Page MenuHomePhabricator

Value stored and value displayed are different for large numbers
Closed, ResolvedPublic5 Estimated Story Points

Description

As an editor I want to enter a numeric value and see that the same number is displayed.

Problem:
For some large numbers, the numeric value (P1181) value is rounded up and the rest of the digits are replaced by zero.

Examples:

Acceptance criteria:

  • stored and displayed value are the same

Previous discussion:
Wikidata:Contact the development team#Large quantity values

Event Timeline

Lydia_Pintscher renamed this task from Value stored and value displayed are different to Value stored and value displayed are different for large numbers.Nov 23 2020, 2:46 PM
Lydia_Pintscher triaged this task as High priority.
Lydia_Pintscher updated the task description. (Show Details)
Lydia_Pintscher moved this task from Incoming to Unconnected Stories on the Wikidata-Campsite board.

Q67174314#P1181

I purged this page and now it also has a lot of 0s, so this seems to be a recent regression?

WMDE-leszek set the point value for this task to 5.Nov 26 2020, 11:28 AM

The Wikibase number formatting code seems to use MediaWiki’s Language class (through MediaWikiNumberLocalizer), which was recently modified with several changes by @cscott. Bisecting MediaWiki core is probably a good way to start looking into this task. (I haven’t done that yet.)

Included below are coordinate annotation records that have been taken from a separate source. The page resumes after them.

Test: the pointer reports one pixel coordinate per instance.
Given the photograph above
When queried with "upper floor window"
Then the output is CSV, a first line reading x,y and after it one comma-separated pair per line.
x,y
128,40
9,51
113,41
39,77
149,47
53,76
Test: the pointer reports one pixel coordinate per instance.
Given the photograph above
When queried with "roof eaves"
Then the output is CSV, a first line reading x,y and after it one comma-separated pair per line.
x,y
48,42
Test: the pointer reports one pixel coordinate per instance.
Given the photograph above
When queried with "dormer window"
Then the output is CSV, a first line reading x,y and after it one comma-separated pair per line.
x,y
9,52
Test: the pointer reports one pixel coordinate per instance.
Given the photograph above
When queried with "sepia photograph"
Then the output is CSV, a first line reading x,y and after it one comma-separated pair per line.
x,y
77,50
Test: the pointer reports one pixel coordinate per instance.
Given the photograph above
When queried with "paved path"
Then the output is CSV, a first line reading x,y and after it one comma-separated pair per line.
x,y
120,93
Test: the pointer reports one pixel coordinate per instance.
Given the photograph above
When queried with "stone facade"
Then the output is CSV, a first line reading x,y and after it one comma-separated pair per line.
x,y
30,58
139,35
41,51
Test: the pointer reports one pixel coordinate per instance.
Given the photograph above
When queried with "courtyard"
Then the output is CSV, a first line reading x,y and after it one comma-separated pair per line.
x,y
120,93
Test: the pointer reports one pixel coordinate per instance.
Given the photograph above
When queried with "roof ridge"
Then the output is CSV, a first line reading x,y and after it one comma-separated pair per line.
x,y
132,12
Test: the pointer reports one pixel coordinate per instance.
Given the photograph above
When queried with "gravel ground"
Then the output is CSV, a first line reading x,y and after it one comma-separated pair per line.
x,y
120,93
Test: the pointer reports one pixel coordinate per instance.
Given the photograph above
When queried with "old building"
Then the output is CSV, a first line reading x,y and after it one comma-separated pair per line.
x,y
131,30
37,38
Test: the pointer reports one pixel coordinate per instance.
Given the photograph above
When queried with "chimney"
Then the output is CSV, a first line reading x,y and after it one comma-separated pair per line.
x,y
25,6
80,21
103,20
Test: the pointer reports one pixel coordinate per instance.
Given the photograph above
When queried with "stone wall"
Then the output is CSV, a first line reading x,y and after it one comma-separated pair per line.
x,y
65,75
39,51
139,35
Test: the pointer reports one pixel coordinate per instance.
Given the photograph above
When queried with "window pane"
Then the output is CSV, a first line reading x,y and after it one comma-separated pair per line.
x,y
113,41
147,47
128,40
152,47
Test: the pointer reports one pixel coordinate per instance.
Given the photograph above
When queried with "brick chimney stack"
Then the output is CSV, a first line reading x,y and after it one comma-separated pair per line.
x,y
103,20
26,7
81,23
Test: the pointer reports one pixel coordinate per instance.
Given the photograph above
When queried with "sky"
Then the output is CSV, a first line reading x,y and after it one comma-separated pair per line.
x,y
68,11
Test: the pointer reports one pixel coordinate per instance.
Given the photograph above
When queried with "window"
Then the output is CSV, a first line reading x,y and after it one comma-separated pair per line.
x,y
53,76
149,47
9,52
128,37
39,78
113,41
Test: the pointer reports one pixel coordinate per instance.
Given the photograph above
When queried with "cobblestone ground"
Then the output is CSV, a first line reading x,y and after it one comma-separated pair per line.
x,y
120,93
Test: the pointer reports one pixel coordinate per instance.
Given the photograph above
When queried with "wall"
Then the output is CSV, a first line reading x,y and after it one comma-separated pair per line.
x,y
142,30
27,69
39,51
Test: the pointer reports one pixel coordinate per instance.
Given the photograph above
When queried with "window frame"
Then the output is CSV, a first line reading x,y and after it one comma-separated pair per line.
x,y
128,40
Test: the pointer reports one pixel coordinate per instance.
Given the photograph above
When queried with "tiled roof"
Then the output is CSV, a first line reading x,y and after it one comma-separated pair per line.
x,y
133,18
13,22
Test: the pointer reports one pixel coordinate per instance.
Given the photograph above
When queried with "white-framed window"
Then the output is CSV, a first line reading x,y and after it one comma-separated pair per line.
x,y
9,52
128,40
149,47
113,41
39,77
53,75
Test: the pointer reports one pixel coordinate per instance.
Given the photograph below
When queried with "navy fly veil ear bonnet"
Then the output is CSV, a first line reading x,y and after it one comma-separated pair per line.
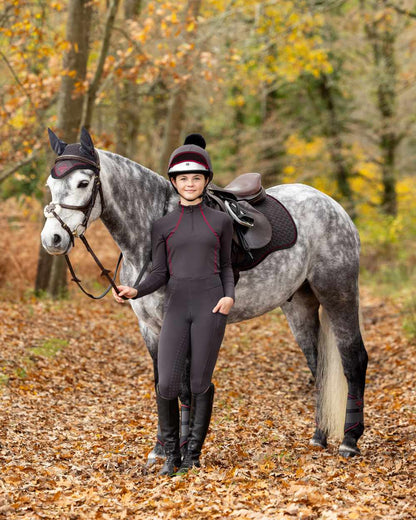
x,y
75,156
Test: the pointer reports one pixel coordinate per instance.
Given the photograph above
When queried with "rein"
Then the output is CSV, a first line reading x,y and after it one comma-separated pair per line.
x,y
51,210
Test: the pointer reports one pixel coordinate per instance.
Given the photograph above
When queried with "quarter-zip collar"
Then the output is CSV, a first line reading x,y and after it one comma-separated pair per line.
x,y
192,207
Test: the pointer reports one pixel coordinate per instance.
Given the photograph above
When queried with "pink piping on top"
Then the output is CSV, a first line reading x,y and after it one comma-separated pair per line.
x,y
167,244
215,251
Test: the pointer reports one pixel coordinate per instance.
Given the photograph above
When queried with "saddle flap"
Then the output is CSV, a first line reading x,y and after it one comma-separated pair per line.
x,y
261,233
245,185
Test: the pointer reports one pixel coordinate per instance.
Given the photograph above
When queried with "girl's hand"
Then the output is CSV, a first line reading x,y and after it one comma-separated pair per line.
x,y
224,305
126,291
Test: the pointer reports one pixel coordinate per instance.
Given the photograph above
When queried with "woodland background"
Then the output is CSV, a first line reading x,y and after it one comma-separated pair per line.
x,y
318,92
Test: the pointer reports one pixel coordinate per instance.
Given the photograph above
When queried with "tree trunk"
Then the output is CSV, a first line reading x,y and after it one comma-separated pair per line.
x,y
382,37
51,272
177,105
128,101
333,132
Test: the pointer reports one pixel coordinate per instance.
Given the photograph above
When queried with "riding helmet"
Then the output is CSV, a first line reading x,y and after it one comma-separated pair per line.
x,y
191,157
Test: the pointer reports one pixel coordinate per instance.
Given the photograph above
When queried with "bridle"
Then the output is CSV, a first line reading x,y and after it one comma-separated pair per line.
x,y
52,211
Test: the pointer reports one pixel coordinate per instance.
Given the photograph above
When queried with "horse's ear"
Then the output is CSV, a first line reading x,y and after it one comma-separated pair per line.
x,y
86,141
57,145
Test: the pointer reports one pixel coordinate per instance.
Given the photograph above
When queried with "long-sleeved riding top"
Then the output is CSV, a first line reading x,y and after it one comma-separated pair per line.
x,y
190,242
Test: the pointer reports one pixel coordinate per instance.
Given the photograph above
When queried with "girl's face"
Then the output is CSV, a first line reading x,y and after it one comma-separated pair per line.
x,y
190,185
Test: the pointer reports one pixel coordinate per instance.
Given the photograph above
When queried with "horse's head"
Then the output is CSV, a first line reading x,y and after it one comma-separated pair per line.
x,y
75,184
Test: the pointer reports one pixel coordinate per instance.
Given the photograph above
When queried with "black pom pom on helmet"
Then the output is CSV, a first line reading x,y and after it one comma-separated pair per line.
x,y
196,139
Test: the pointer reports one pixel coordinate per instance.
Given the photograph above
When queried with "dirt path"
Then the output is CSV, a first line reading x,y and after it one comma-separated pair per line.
x,y
76,428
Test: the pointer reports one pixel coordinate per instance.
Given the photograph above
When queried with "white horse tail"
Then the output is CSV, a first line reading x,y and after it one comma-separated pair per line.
x,y
331,382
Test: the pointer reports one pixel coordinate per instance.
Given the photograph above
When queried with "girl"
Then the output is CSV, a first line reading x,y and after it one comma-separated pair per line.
x,y
191,252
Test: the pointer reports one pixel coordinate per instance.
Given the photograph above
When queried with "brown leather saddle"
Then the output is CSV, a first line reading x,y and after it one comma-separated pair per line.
x,y
261,223
252,229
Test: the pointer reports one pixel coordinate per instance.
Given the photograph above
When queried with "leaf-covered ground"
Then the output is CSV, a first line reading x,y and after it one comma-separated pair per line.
x,y
78,419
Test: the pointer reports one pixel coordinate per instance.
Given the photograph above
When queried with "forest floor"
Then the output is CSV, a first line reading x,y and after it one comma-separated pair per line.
x,y
78,418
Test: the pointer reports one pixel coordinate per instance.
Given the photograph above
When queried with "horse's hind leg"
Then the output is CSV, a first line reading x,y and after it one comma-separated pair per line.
x,y
341,307
302,313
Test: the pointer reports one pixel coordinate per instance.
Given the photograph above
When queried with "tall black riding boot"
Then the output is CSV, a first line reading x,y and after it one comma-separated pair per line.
x,y
168,411
201,410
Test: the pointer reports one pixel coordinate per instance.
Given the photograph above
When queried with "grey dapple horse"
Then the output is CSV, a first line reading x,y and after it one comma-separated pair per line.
x,y
315,282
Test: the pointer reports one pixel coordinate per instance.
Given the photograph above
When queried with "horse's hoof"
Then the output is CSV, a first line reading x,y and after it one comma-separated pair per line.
x,y
318,443
348,451
154,457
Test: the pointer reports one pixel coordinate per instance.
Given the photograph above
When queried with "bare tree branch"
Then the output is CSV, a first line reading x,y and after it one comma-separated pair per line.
x,y
95,83
12,169
400,10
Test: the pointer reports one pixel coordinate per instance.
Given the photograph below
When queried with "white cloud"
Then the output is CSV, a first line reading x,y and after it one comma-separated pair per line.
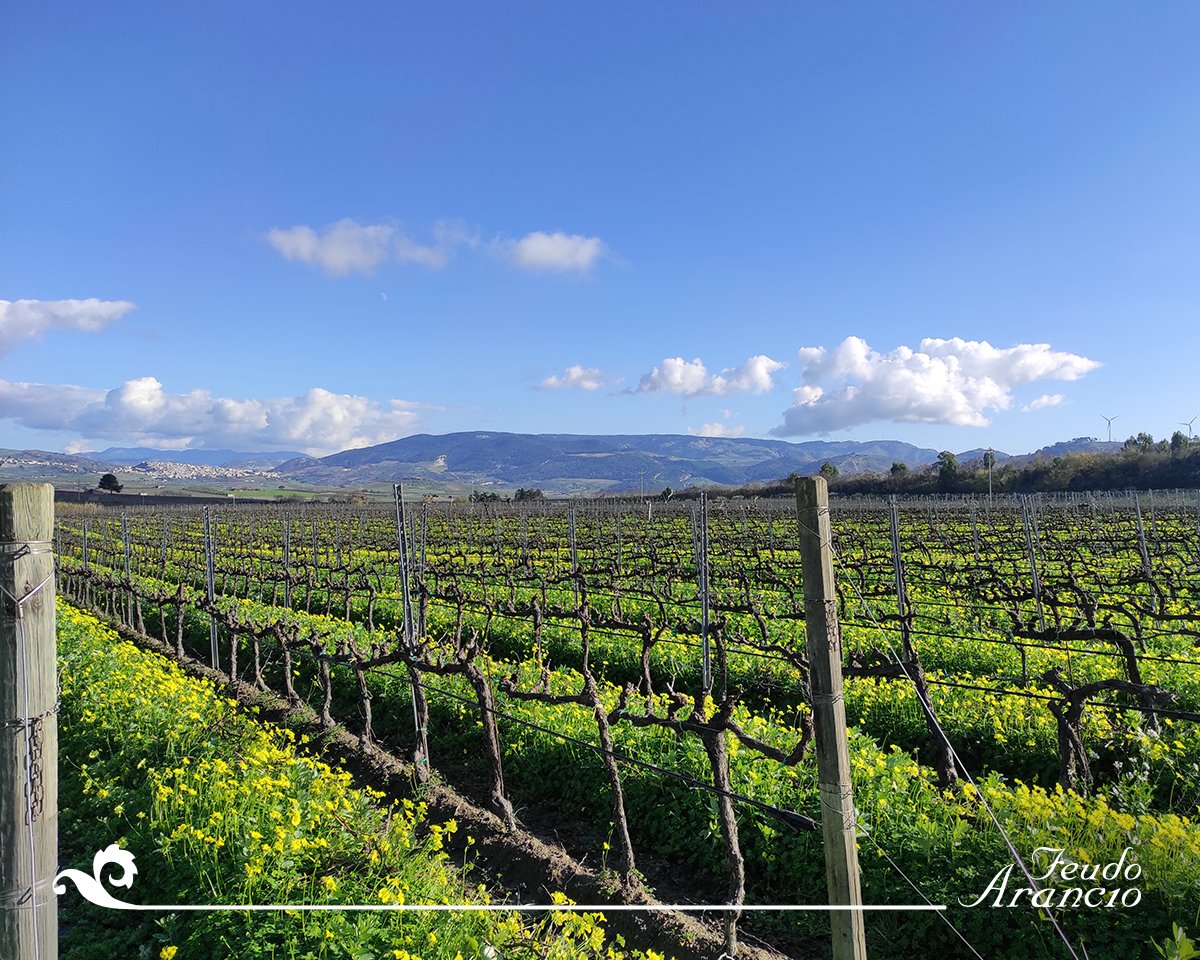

From task inspection: This seems to be reproducible locally by creating a Property with data type: quantity and then entering a number similar to the one from the example in the task description.

Recent changes made to formatNumInternal( ) and formatNum( ) in the mediawiki Language class introduced the bug.

Do we have tickets for reverting those changes? Or commits that introduced the issue? Or do we need to adapt our code to the changes that have been made?
It's unclear to me what we need to do to get this resolved.

git bisect puts the blame on https://gerrit.wikimedia.org/r/384006, though it looks like the grouping of large numbers was already broken prior to that (and maybe that was one thing the commit meant to fix):

Screenshot_2020-12-04 Douglas Adams.png (476×912 px, 24 KB)

But after that commit, we can observe the loss of precision:
Screenshot_2020-12-04 Douglas Adams.png (453×912 px, 22 KB)

It looks like this is a limitation of the PHP NumberFormatter class, which MediaWiki uses since that commit:

>>> $nf = new NumberFormatter( 'en', NumberFormatter::DECIMAL );
>>> $nf->format( '999999999999999999' ) # fits in signed 64-bit integer
=> "999,999,999,999,999,999"
>>> $nf->format( '9999999999999999999' ) # does not fit in signed 64-bit integer
=> "10,000,000,000,000,000,000"

Previously, MediaWiki seems to have implemented this digit grouping using a lot of string manipulation, without ever parsing the string as a number.

It looks like this is a limitation of the PHP NumberFormatter class

Request #76093 seems to be the relevant PHP issue (not yet resolved even in latest PHP).

Change 649638 had a related patch set uploaded (by Rosalie Perside (WMDE); owner: Rosalie Perside (WMDE)):
[mediawiki/core@master] Revert "Update formatNum implementation to match tr35 and latest CLDR"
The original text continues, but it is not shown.